「洗礼者ヨハネの死」

マルコによる福音書6章14~29節

佐賀めぐみ教会牧師 久野 牧

福音は、虐げられている人々や貧しい人々に対しては、「あなたも神の前に大切な存在である」という慰めをもたらします。一方、偽りの権威を盾に横暴にふるまう者に対しては、真の唯一の主であられイエス・キリストを指し示すことによって、彼らに悔い改めとへりくだりを求めるとともに、人々には彼らは恐れるに足りない者であることを証しします。福音は、それぞれの状況の中にある人々にふさわしくその力を発揮いたします。

今日のテキストには、ガリラヤの領主ヘロデ(アンティパス)が洗礼者ヨハネを殺害するに至った経緯が記されています。彼はヘロデ大王の息子の一人で、ガリラヤ地方の王として君臨していました。ところが彼は自分の妻を追い出して、異母兄弟フィリポの妻ヘロディアを妻として招き入れました。それに対してヨハネは、「自分の兄弟の妻をめとることは、律法で許されていない」と厳しく非難しました。ヨハネは旧約の律法に基づいて、王の過ちを指摘したのです。そのことに怒りを覚えたヘロデは、ヨハネを捕らえて牢に入れましたし、妻ヘロディアはいつかヨハネを殺そうと狙っていました。しかしそれができないまま時が過ぎました。そしてついに、ヘロデは自分の誕生日の祝いの席で、ヘロディアの娘との「なんでも欲しいものを言え、叶えて上げる」との約束に縛られて、ヘロディアと娘の要求に応じてヨハネの首をはねてしまったのです。なんとも凄惨なことがなされました。ヨハネはヘロデに殺されたのです。

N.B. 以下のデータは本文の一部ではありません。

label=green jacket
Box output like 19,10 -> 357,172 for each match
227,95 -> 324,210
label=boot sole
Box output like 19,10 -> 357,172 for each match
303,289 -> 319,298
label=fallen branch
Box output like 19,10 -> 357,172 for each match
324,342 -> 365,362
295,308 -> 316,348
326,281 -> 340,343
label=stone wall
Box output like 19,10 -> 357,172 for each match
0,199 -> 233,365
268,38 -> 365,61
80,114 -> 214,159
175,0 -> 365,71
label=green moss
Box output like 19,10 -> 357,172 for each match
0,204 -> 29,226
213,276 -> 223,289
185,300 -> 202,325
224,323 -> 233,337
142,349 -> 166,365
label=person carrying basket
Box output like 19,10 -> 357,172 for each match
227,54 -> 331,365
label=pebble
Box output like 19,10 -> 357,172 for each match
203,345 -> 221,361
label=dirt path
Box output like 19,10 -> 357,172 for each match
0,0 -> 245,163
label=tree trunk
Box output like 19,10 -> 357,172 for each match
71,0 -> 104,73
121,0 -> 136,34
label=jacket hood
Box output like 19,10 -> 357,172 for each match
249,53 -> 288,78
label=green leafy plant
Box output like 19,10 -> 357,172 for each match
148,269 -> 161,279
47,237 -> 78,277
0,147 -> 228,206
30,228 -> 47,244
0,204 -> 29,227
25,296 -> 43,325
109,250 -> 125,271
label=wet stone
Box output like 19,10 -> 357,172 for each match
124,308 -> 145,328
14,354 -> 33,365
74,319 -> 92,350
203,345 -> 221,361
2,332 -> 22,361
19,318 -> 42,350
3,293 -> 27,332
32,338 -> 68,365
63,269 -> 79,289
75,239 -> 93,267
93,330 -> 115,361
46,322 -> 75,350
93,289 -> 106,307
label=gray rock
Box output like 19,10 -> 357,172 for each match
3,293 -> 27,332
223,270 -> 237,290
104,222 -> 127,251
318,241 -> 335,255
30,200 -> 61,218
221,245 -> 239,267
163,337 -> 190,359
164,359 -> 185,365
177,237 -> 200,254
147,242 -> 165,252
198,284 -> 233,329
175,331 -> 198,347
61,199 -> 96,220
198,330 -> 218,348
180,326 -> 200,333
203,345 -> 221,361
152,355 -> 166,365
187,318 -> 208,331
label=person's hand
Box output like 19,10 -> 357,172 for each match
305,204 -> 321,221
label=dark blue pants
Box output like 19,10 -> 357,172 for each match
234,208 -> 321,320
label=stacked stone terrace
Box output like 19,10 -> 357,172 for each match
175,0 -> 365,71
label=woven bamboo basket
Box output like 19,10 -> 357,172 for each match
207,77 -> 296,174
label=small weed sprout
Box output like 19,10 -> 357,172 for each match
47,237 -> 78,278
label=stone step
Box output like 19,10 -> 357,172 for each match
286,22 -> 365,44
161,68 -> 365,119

その後、主イエス・キリストの評判がガリラヤ地方に広がりました。そして人々は主イエスについて、「殺された洗礼者ヨハネが生き返ったのだ」とか、「旧約聖書に預言されている偉大な預言者が現れた」と言い始めました。そのことがヘロデの耳に入って、彼は今おびえています。

わたしたちがここで注目したいのは、ヨハネはどうして王を告発するような勇気ある行動をすることができたのかということです。王の過ちについて誰も告発したり指摘したりする人がいない中で、ヨハネ一人が「ヘロデの行為は、神の御心に反している」と批判しました。彼のその勇気はどこから出て来たのでしょうか。それは一言で言えば、彼が人を恐れるのではなく、神を畏れる者であったということです。それは、主イエス・キリストを知ることによって与えられた賜物でした。ヨハネは、主イエスの十字架や、死からのよみがえりについては知りません。彼はそれを知らないまま、早くに殺されてしまったからです。しかし、主の教えの本質はしっかりと捉えていました。主は言われました。「体は殺しても、魂を殺すことのできない者どもを恐れるな。むしろ、魂も体も地獄で滅ぼすことのできる方を恐れなさい」(マタイ10:28)。ヨハネはその教えのままに生き、そして死んでいったのです。

イエス・キリストの父なる神こそ「魂も体も地獄で滅ぼすことのできる方」です。この神がわたしたちを永遠の滅びから救い出すために、御子を送ってくださいました。この主イエスと結びつくとき、わたしたちは死の恐怖から解放された生を送ることができます。主は言われました、「わたしは平安をあなたがたに残して行く」(ヨハネ14:27参照)と。